Armenia - Zaruhi Postanjian, a parliament deputy from the opposition Zharangutyun (Heritage) party.
Armenia - Zaruhi Postanjian, a parliament deputy from the opposition Zharangutyun (Heritage) party.
An outspoken Armenian opposition parliamentarian on Friday described as undemocratic Russia’s disputed parliamentary elections and criticized Armenia’s government for hailing their official results.

Zaruhi Postanjian of the opposition Zharangutyun (Heritage) party monitored the weekend elections along with other international observers representing the Council of Europe.

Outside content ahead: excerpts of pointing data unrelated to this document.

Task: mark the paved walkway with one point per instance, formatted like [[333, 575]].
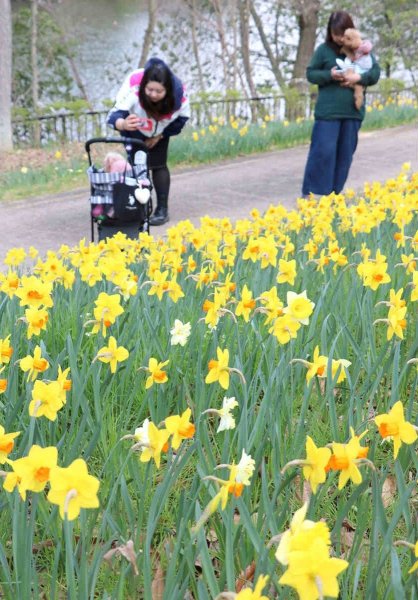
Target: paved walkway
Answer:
[[231, 188]]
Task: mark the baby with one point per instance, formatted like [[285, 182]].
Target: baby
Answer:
[[115, 163], [358, 52]]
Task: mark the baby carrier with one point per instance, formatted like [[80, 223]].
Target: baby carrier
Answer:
[[120, 198]]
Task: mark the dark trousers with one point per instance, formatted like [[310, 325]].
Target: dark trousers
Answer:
[[333, 144], [157, 163]]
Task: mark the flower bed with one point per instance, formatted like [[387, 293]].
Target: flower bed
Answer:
[[228, 411]]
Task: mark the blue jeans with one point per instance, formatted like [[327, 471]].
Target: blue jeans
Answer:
[[333, 144]]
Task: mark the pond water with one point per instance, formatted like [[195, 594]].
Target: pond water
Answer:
[[109, 37]]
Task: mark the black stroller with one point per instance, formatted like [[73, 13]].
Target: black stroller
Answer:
[[120, 200]]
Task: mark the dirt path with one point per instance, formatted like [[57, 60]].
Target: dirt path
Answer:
[[231, 188]]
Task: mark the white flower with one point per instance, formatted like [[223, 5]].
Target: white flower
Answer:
[[141, 433], [180, 333], [244, 469], [227, 420]]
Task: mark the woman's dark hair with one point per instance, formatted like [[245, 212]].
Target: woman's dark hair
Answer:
[[338, 22], [160, 73]]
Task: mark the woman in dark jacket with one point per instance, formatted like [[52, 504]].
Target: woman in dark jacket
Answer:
[[152, 106], [337, 121]]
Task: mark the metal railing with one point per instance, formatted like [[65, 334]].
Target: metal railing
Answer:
[[69, 126]]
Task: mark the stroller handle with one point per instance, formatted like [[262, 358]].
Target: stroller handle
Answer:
[[114, 140]]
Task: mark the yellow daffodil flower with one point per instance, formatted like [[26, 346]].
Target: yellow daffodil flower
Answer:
[[6, 443], [392, 425], [9, 283], [34, 292], [72, 488], [154, 442], [415, 565], [287, 271], [346, 458], [157, 375], [47, 400], [6, 350], [36, 319], [285, 328], [107, 309], [33, 470]]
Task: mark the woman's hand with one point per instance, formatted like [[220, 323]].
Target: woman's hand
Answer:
[[129, 124], [350, 78], [336, 74], [151, 142]]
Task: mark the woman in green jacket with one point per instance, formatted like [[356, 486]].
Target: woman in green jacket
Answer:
[[337, 121]]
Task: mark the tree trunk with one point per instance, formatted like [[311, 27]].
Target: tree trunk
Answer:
[[220, 29], [149, 32], [49, 8], [6, 138], [307, 17], [267, 47], [35, 71], [244, 13]]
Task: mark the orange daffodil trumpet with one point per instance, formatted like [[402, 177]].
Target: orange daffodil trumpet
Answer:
[[156, 372], [106, 311], [314, 465], [305, 550], [392, 426], [239, 477], [71, 488], [6, 443], [345, 458], [219, 370], [33, 471]]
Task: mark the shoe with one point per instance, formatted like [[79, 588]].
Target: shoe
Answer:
[[159, 217]]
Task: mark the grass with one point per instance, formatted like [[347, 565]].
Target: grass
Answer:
[[155, 508], [218, 141]]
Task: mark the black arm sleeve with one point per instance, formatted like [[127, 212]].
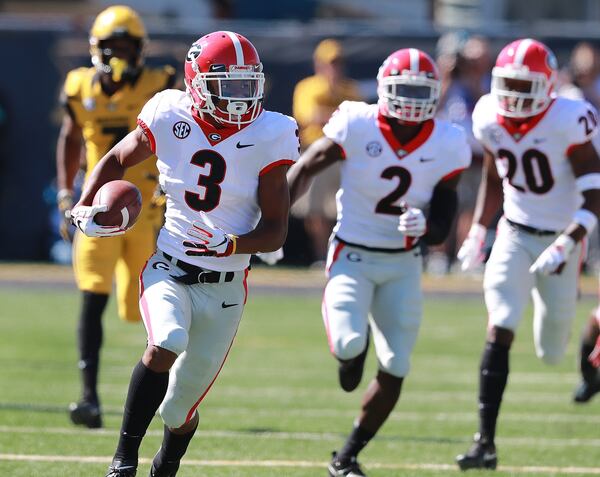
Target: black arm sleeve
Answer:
[[442, 209]]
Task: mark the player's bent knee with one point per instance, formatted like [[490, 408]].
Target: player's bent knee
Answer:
[[175, 341], [171, 416], [551, 358], [158, 359], [395, 366], [348, 347]]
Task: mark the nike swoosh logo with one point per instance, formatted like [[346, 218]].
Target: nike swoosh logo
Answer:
[[242, 146]]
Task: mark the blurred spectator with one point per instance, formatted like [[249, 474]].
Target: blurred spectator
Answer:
[[465, 67], [582, 80], [315, 99]]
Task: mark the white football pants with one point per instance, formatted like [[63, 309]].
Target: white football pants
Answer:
[[507, 284], [196, 322], [386, 285]]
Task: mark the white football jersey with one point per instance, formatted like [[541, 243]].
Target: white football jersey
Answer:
[[538, 181], [212, 170], [378, 173]]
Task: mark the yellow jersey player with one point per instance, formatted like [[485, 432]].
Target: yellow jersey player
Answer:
[[102, 103]]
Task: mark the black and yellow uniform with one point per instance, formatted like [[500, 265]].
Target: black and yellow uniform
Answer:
[[105, 120]]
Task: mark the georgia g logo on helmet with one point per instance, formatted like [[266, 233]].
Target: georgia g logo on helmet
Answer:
[[224, 78], [193, 52]]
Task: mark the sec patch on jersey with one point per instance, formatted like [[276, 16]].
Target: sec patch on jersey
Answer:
[[124, 202]]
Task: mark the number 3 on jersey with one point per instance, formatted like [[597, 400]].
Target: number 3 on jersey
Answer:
[[208, 200]]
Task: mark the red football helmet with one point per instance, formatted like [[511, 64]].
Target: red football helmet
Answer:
[[523, 78], [223, 75], [408, 86]]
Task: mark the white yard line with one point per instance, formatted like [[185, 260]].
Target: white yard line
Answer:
[[297, 463], [301, 436]]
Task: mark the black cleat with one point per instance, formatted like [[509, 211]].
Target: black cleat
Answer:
[[481, 455], [122, 468], [168, 469], [344, 468], [586, 390], [85, 413], [350, 371]]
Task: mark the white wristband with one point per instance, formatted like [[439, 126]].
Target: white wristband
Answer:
[[478, 231], [588, 181], [586, 219], [63, 194], [566, 243]]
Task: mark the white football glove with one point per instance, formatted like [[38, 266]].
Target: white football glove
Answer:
[[271, 258], [471, 251], [209, 241], [554, 257], [412, 223], [82, 217]]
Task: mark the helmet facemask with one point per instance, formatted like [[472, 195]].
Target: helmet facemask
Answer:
[[409, 97], [520, 93], [230, 97]]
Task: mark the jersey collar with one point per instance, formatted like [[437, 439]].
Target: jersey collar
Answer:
[[518, 130], [403, 150]]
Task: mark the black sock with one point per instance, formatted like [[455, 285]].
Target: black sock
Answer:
[[588, 372], [147, 389], [356, 442], [492, 381], [89, 334], [173, 447]]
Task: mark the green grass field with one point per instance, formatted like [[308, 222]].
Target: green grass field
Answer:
[[276, 409]]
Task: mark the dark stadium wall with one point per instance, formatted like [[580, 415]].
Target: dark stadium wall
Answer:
[[31, 81]]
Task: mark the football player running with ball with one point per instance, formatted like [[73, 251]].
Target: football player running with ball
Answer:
[[101, 105], [546, 177], [396, 161], [223, 163]]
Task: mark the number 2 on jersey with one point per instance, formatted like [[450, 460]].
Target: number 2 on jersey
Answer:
[[209, 182], [386, 205]]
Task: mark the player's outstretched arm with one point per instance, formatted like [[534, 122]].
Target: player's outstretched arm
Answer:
[[489, 200], [320, 155], [489, 196], [68, 153], [442, 210], [131, 150], [586, 167]]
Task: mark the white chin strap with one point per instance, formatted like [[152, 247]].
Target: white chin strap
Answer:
[[237, 107]]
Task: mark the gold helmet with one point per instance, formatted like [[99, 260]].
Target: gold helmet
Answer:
[[118, 21]]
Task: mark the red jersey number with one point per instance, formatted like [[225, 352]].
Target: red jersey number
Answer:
[[208, 182]]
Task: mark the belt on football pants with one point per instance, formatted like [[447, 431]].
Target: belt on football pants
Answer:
[[195, 274], [373, 249], [530, 230]]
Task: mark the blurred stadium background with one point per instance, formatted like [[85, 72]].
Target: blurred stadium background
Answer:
[[275, 410], [41, 40]]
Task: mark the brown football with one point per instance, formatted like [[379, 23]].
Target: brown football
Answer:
[[124, 202]]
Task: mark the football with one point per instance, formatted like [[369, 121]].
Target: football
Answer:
[[124, 202]]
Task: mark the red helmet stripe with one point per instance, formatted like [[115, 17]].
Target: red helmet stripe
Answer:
[[522, 51], [239, 52], [414, 60]]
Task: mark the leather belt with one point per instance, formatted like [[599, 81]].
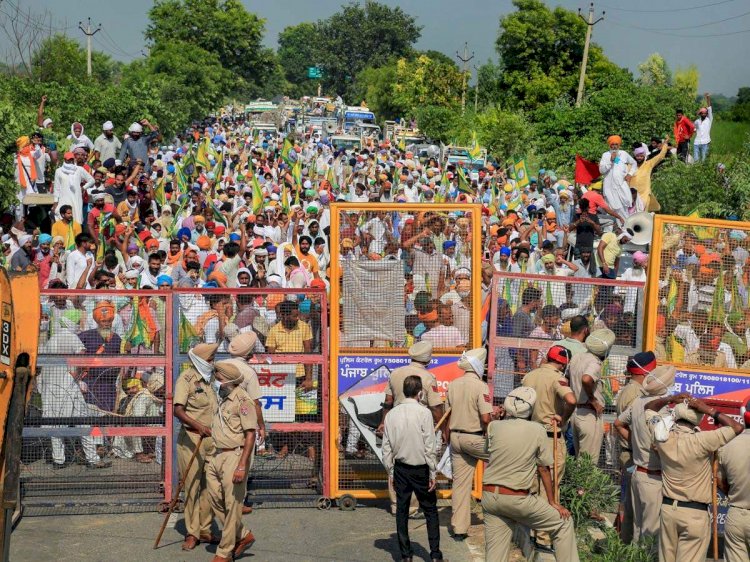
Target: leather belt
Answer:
[[680, 503], [495, 489]]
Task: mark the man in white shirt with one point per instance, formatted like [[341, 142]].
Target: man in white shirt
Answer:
[[703, 131], [410, 458]]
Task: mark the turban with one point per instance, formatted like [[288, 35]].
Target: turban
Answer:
[[104, 310], [473, 360], [684, 412], [520, 402], [658, 381], [600, 342], [641, 363], [430, 316], [548, 258], [205, 351], [421, 352], [203, 242], [242, 344], [228, 371]]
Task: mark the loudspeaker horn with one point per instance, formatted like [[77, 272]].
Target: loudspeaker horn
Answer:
[[640, 228]]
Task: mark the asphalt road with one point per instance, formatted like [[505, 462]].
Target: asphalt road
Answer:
[[282, 534]]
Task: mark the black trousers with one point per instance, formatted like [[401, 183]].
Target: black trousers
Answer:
[[408, 479]]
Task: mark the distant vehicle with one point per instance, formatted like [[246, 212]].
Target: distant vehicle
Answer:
[[459, 156], [356, 115], [257, 107], [350, 143], [263, 129]]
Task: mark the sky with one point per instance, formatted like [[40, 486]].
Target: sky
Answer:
[[712, 34]]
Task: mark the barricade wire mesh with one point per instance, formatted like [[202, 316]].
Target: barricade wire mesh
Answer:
[[405, 277], [290, 360], [95, 428], [530, 313], [701, 311]]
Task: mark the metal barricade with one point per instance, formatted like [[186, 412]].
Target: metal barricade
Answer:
[[292, 330], [528, 316], [386, 296], [96, 437]]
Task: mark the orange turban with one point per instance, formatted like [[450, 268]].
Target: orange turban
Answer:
[[104, 310]]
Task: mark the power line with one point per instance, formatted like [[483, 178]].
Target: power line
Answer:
[[688, 36], [672, 10]]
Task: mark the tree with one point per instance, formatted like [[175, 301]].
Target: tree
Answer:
[[357, 37], [687, 79], [223, 28], [297, 52], [541, 52], [423, 81], [654, 71]]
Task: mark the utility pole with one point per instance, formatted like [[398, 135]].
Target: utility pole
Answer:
[[465, 60], [476, 90], [89, 34], [590, 23]]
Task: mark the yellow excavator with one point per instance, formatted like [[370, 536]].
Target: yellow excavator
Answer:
[[20, 312]]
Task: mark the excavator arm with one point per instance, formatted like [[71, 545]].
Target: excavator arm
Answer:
[[20, 311]]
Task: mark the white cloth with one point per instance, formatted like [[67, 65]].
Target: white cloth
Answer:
[[703, 128], [616, 189]]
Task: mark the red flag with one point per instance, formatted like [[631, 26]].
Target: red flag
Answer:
[[586, 171]]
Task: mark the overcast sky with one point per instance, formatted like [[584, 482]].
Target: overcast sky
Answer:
[[706, 36]]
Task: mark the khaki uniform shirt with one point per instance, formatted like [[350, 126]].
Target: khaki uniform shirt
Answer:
[[235, 415], [586, 364], [193, 392], [395, 386], [551, 388], [734, 466], [250, 384], [641, 437], [468, 398], [409, 437], [686, 461], [516, 447], [631, 391]]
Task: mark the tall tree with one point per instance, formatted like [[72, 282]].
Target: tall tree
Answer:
[[654, 71], [541, 52], [357, 37], [221, 27]]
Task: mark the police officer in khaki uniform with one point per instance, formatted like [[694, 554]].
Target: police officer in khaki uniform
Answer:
[[241, 348], [554, 400], [734, 473], [233, 428], [586, 382], [633, 426], [685, 530], [519, 452], [471, 411], [421, 355], [636, 369], [194, 405]]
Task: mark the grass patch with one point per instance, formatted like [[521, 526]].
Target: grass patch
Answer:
[[728, 137]]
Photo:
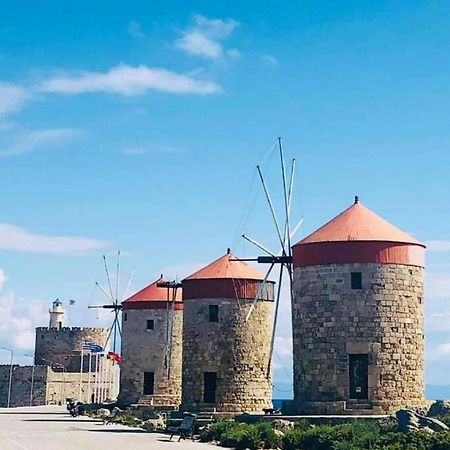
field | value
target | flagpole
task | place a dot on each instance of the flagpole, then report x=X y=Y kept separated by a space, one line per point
x=96 y=379
x=89 y=378
x=108 y=366
x=81 y=374
x=101 y=377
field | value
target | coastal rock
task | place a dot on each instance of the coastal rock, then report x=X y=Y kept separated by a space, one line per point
x=439 y=408
x=408 y=420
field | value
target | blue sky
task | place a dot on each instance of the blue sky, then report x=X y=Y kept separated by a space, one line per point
x=137 y=126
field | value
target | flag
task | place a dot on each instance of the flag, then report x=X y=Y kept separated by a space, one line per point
x=114 y=357
x=92 y=347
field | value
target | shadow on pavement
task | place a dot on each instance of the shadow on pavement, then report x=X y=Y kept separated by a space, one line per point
x=63 y=420
x=112 y=430
x=36 y=413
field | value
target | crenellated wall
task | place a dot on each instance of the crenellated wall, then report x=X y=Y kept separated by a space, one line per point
x=63 y=346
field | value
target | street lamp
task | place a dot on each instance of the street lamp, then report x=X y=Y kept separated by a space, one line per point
x=10 y=374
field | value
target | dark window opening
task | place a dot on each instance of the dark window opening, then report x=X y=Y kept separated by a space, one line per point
x=209 y=387
x=149 y=383
x=213 y=313
x=358 y=376
x=356 y=280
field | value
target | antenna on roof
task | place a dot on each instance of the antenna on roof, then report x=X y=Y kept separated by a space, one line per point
x=284 y=233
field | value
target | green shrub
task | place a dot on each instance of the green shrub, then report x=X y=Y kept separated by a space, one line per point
x=217 y=430
x=267 y=435
x=233 y=436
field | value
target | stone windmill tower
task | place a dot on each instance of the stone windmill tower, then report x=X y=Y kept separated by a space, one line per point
x=357 y=312
x=152 y=321
x=225 y=357
x=56 y=315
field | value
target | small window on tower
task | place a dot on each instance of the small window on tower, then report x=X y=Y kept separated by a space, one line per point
x=356 y=280
x=213 y=313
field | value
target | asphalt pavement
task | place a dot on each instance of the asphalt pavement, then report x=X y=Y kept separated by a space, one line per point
x=51 y=428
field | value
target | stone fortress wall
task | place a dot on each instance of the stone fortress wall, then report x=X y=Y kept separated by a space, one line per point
x=40 y=385
x=384 y=319
x=145 y=351
x=236 y=350
x=62 y=346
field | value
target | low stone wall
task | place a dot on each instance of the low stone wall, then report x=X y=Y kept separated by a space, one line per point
x=40 y=385
x=28 y=386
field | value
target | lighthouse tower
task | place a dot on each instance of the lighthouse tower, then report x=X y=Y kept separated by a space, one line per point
x=56 y=315
x=357 y=316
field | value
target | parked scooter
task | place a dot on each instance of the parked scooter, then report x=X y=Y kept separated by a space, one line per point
x=75 y=408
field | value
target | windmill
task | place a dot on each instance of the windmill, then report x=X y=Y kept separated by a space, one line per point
x=115 y=305
x=172 y=287
x=284 y=233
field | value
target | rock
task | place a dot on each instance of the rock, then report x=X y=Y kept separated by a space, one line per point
x=439 y=408
x=282 y=425
x=278 y=433
x=433 y=424
x=408 y=420
x=154 y=424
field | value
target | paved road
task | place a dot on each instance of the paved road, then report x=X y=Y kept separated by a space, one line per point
x=51 y=428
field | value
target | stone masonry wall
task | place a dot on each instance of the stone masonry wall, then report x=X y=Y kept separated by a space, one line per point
x=383 y=320
x=43 y=386
x=63 y=346
x=237 y=350
x=21 y=385
x=144 y=351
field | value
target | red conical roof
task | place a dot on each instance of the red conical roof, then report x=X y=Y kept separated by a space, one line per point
x=227 y=267
x=153 y=293
x=358 y=223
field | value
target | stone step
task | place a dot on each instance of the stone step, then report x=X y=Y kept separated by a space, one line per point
x=359 y=406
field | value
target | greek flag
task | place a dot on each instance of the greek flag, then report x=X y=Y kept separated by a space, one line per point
x=92 y=346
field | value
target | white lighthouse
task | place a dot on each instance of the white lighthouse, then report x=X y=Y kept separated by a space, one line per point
x=56 y=315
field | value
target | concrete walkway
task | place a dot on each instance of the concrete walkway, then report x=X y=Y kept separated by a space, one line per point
x=51 y=428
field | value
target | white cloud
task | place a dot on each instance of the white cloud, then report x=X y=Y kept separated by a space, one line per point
x=20 y=317
x=26 y=141
x=283 y=346
x=437 y=285
x=437 y=322
x=152 y=148
x=203 y=38
x=438 y=246
x=12 y=98
x=234 y=53
x=135 y=30
x=129 y=81
x=269 y=59
x=436 y=353
x=18 y=239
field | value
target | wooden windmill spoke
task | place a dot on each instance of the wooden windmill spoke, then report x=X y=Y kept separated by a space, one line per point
x=257 y=244
x=104 y=292
x=277 y=304
x=272 y=209
x=252 y=307
x=108 y=277
x=130 y=279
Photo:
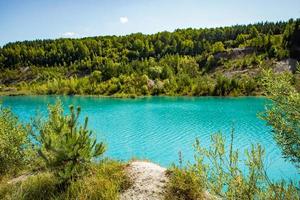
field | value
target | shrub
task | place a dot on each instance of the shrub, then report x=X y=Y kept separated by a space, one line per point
x=14 y=144
x=283 y=114
x=219 y=173
x=38 y=187
x=184 y=184
x=105 y=182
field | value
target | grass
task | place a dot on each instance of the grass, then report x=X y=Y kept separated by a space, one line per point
x=104 y=181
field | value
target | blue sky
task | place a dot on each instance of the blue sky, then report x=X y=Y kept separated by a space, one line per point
x=43 y=19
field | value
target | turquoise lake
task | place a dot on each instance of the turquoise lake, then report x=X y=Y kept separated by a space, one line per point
x=157 y=128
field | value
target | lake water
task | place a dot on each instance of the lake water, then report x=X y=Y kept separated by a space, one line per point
x=157 y=128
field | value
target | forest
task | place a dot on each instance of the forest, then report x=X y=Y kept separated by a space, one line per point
x=196 y=62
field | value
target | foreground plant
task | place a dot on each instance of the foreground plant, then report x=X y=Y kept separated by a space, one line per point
x=217 y=173
x=66 y=147
x=283 y=114
x=14 y=143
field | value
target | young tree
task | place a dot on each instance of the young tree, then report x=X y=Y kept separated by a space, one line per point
x=284 y=114
x=66 y=147
x=14 y=144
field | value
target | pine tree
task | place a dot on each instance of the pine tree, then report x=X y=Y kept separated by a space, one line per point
x=66 y=147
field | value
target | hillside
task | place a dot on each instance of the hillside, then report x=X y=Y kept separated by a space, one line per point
x=217 y=61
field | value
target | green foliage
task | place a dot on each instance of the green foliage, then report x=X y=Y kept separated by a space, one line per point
x=184 y=184
x=218 y=47
x=14 y=143
x=175 y=62
x=38 y=187
x=66 y=147
x=104 y=181
x=284 y=114
x=216 y=170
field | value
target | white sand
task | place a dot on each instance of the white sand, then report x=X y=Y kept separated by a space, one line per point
x=149 y=181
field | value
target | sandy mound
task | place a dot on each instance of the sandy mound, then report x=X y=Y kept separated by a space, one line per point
x=149 y=181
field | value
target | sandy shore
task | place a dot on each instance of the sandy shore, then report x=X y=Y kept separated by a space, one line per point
x=149 y=181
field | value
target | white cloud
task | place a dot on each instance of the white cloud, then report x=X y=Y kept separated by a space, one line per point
x=69 y=34
x=124 y=20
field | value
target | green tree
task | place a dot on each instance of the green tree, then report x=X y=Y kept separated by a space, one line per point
x=14 y=142
x=283 y=114
x=66 y=148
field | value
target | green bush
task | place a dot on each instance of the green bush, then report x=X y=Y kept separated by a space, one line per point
x=184 y=184
x=38 y=187
x=104 y=182
x=218 y=171
x=283 y=114
x=66 y=148
x=14 y=143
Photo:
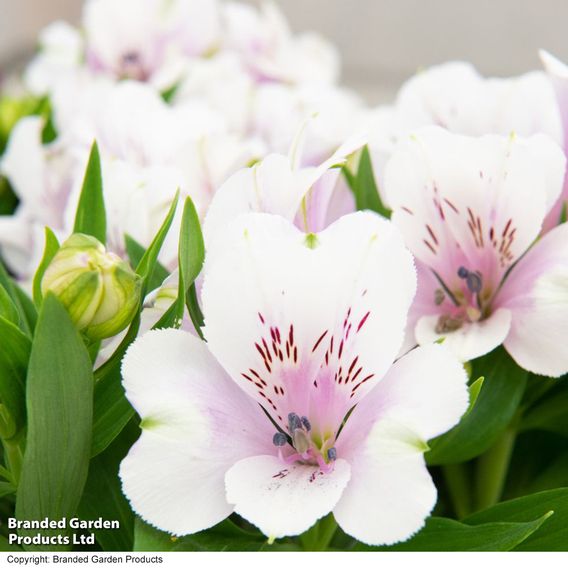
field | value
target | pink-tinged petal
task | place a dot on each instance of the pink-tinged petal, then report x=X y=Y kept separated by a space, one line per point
x=310 y=322
x=472 y=340
x=425 y=392
x=271 y=186
x=284 y=500
x=536 y=293
x=473 y=202
x=390 y=493
x=277 y=186
x=195 y=425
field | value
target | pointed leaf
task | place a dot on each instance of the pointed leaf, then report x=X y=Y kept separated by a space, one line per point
x=553 y=535
x=59 y=395
x=51 y=247
x=90 y=217
x=503 y=387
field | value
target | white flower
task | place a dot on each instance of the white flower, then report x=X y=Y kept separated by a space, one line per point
x=470 y=210
x=306 y=329
x=455 y=97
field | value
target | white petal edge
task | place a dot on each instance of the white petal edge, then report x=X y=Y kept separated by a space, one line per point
x=284 y=500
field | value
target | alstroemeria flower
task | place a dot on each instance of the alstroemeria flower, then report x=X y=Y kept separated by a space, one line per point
x=293 y=408
x=312 y=197
x=41 y=177
x=470 y=210
x=270 y=50
x=134 y=39
x=456 y=97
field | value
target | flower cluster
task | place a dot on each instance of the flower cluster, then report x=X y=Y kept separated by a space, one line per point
x=293 y=339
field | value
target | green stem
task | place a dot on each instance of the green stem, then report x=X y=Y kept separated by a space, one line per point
x=459 y=486
x=492 y=468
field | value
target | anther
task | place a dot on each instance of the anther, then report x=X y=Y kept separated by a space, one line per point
x=294 y=422
x=301 y=441
x=279 y=439
x=439 y=296
x=474 y=282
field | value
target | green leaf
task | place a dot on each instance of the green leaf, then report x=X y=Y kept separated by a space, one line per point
x=51 y=247
x=226 y=536
x=14 y=357
x=24 y=305
x=554 y=476
x=5 y=546
x=191 y=244
x=553 y=536
x=148 y=262
x=111 y=409
x=551 y=413
x=8 y=309
x=6 y=489
x=191 y=254
x=440 y=534
x=90 y=217
x=474 y=390
x=103 y=496
x=135 y=253
x=59 y=396
x=496 y=405
x=364 y=186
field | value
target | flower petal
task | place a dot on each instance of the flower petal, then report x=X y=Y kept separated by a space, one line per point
x=425 y=392
x=195 y=425
x=390 y=493
x=473 y=202
x=310 y=320
x=284 y=500
x=536 y=293
x=472 y=339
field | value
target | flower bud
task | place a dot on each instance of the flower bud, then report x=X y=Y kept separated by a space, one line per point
x=100 y=291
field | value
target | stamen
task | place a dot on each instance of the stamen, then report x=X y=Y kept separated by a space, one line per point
x=474 y=282
x=301 y=441
x=463 y=272
x=279 y=439
x=294 y=422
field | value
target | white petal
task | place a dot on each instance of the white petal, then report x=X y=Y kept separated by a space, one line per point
x=390 y=493
x=472 y=339
x=284 y=500
x=296 y=315
x=424 y=392
x=536 y=292
x=195 y=425
x=473 y=202
x=24 y=160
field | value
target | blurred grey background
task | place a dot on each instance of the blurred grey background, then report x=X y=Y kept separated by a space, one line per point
x=381 y=41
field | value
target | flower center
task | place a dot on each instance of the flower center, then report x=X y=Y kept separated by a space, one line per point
x=471 y=303
x=132 y=66
x=307 y=448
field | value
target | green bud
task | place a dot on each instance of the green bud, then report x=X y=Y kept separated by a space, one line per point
x=100 y=291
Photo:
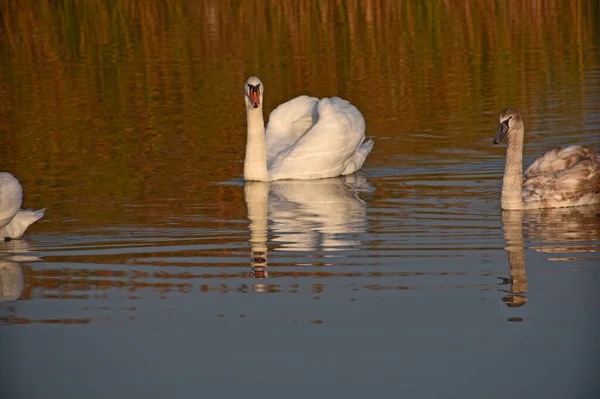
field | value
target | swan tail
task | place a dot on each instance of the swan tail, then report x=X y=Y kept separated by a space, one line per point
x=22 y=220
x=359 y=157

Postanjian said she visited two dozen polling stations across Moscow on voting day and witnessed serious violations in most of them.

“Voting was open,” Postanjian told RFE/RL’s Armenian service (Azatutyun.am). “People could come and vote in groups. The most interesting things occurred when they started counting ballots.”

Postanjian said that at one of the polling stations nearly half of some 600 ballots cast for Prime Minister Vladimir Putin’s United Russia Party were tied or folded together. She portrayed that as evidence of ballot stuffing.

“Commission members realized that we noticed this,” she said. “They sad, ‘Well, people came and voted with families, it’s customary here.’”

Official vote results showed United Russia winning almost half of the vote, just about enough to retain its majority in the State Duma, the lower house of Russia’s parliament. The Russian government insists that the vote was free and fair.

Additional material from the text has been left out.